Dimer-parity dependent odd-even effects in photoinduced transitions to cholesteric and twist grain boundary SmC* mesophases: PBG characteristics

We describe the first investigations on the influence of flexible spacer parity of the guest photoactive liquid crystalline dimer on the photonic bandgap (PBG) features of the cholesteric (Ch) and twist grain boundary smectic C* (TGBC*) phases of the host molecule. Both these phases exhibit PBG structure, with the former having it in one and the latter in three dimensions respectively. The concentration of the photoactive dimer is very small in the host liquid crystal (HLC) system that exhibits isotropic (Iso)-* Ch-* TGBC* sequence. The photoisomerization experiment brings out the feature that the pitch of the Ch phase blue-shifts, with the magnitude being more for the even dimer system compared to the odd one. This effect is accompanied by a reduction in the width of the photonic bandgap, again the effect is more pronounced for the even parity mixture compared to the odd one.
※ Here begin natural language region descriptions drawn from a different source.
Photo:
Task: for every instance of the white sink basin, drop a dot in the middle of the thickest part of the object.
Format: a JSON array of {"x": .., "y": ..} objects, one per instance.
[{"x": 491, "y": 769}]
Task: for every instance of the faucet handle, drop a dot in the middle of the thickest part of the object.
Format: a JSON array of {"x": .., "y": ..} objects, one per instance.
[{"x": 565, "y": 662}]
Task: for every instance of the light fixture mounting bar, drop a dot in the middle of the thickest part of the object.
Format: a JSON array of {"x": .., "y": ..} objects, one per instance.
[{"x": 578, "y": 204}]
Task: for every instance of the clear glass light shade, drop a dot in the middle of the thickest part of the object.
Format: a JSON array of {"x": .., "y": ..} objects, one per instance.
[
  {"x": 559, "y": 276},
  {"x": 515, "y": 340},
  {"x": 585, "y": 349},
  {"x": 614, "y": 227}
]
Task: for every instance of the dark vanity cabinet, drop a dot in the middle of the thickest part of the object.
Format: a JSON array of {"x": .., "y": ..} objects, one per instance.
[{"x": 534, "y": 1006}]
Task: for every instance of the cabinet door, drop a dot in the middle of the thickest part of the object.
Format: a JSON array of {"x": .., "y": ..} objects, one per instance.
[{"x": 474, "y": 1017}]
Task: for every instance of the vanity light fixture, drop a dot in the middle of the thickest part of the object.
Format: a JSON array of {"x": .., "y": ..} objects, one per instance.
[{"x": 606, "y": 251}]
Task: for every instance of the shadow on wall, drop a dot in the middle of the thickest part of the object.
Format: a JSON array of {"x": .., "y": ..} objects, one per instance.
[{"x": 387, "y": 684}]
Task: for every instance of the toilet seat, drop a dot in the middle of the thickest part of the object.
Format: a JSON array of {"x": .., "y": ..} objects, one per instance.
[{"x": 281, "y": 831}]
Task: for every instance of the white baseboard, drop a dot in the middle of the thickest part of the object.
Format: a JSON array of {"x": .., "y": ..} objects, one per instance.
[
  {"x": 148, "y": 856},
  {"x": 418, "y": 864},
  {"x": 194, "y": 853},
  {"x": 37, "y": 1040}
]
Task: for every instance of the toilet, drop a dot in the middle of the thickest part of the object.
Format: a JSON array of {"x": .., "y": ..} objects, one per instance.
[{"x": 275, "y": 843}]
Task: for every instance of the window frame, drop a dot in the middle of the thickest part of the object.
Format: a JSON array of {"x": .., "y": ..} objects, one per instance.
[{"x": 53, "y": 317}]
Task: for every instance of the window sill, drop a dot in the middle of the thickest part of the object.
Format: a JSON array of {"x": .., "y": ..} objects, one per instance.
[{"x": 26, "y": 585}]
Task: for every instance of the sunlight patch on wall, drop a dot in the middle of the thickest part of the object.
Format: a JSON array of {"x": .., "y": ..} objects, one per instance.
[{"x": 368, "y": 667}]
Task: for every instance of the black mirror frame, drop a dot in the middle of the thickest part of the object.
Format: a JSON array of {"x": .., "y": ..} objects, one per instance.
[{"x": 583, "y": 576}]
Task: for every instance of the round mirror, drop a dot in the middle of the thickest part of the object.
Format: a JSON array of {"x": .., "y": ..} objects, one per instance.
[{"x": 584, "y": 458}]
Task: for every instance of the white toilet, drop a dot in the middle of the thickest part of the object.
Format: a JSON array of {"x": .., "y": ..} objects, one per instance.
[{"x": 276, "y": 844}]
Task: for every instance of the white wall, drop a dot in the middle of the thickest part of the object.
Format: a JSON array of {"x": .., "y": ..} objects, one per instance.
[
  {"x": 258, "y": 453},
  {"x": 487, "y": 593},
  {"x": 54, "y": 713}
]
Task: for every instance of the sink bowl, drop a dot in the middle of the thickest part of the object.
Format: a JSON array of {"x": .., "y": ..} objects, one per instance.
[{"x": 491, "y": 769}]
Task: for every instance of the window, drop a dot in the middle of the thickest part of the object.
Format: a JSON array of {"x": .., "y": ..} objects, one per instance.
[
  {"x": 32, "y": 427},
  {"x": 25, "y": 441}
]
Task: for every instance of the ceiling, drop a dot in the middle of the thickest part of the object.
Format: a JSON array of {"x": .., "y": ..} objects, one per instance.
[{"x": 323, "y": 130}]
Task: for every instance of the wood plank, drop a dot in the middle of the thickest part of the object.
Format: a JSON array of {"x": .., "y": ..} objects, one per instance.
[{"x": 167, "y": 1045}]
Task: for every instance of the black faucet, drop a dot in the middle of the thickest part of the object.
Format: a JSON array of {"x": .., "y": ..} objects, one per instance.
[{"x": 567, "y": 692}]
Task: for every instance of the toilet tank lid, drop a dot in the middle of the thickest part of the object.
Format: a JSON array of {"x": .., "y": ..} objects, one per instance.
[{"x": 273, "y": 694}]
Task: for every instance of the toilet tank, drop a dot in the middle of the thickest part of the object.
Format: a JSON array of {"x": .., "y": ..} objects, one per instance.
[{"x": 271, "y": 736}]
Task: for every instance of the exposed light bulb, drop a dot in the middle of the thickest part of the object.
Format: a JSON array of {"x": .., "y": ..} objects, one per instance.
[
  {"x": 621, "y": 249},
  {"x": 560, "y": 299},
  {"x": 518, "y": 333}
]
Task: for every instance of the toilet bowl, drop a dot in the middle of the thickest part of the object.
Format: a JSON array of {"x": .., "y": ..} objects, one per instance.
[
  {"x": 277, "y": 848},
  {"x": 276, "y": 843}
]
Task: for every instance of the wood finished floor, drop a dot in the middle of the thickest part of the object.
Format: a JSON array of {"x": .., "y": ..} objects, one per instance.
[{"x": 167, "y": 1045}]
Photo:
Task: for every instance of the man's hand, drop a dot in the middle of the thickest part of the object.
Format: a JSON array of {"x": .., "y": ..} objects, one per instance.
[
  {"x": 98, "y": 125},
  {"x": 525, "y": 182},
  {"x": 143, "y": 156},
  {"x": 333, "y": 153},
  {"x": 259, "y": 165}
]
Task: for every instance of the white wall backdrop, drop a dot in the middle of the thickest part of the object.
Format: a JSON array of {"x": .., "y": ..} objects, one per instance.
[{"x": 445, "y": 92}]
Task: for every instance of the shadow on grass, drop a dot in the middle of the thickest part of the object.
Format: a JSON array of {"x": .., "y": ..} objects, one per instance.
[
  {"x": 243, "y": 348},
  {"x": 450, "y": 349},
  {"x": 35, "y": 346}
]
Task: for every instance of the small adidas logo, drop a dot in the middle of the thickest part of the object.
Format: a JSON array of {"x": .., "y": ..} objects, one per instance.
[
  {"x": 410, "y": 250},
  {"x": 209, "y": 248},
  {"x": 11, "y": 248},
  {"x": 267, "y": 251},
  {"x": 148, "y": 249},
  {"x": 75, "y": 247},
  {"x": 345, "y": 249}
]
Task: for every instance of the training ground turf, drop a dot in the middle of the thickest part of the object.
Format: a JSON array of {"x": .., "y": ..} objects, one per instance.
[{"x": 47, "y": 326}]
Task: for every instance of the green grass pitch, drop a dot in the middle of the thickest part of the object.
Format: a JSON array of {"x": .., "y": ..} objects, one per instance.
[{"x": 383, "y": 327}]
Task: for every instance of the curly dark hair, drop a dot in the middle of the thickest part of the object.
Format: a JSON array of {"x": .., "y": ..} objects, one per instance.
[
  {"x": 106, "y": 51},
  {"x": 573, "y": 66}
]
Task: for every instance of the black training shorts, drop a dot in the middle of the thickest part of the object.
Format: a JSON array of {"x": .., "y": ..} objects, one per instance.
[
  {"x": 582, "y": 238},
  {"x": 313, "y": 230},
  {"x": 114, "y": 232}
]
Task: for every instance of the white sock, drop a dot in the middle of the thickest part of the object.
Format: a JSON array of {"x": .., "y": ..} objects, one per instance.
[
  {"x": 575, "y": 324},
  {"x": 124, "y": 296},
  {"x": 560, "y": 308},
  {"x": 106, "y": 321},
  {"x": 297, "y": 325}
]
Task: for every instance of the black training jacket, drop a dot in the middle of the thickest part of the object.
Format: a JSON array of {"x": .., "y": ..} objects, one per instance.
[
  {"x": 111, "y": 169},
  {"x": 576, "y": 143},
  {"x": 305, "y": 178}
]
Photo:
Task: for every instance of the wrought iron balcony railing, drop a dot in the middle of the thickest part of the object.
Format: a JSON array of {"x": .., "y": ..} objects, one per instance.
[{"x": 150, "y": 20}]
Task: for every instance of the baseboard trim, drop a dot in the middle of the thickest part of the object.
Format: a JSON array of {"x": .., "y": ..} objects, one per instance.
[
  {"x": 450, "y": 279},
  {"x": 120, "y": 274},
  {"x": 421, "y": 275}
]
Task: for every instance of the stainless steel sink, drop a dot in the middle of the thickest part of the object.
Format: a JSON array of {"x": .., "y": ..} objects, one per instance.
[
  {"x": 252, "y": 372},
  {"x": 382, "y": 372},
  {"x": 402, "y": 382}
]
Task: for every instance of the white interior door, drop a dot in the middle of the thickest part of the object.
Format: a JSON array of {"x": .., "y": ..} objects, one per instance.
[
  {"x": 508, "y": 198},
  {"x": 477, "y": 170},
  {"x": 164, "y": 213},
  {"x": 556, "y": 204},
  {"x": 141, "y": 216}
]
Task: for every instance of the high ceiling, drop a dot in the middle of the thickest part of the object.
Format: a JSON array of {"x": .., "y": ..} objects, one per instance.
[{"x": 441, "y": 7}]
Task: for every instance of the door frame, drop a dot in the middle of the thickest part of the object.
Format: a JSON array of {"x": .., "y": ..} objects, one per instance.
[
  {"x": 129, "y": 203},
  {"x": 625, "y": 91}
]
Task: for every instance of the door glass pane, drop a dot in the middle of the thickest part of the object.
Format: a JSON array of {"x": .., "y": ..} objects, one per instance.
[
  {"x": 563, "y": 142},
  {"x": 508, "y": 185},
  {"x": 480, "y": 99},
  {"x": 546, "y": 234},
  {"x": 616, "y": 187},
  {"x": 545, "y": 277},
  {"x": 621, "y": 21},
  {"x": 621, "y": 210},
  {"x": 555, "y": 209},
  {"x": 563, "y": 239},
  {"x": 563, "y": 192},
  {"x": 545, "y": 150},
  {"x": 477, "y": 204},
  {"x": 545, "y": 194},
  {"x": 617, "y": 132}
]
The two-dimensional periodicity of the SmC* helix identified with the grid pattern in the TGBC* phase shows the memory effect upon photoisomerization. X-ray diffraction measurements reveal that the odd dimer system shows a larger layer spacing than the even dimer one. Upon UV illumination for one of the materials, layer spacing shows an increase. The investigations discussed in this article reveal that, apart from the actinic light, the spacer and parity of the photoactive dimer play a significant role in controlling the PBG properties in all three directions.

Automated summary

This study investigates the influence of the flexible spacer parity of a guest photoactive liquid crystalline dimer on the photonic bandgap features of the cholesteric and twist grain boundary smectic C phases of the host molecule. The results show that the parity of the photoactive dimer affects the width of the photonic bandgap and the blue-shift of the cholesteric phase. Additionally, the parity of the dimer also affects the layer spacing and two-dimensional periodicity of the liquid crystalline phases.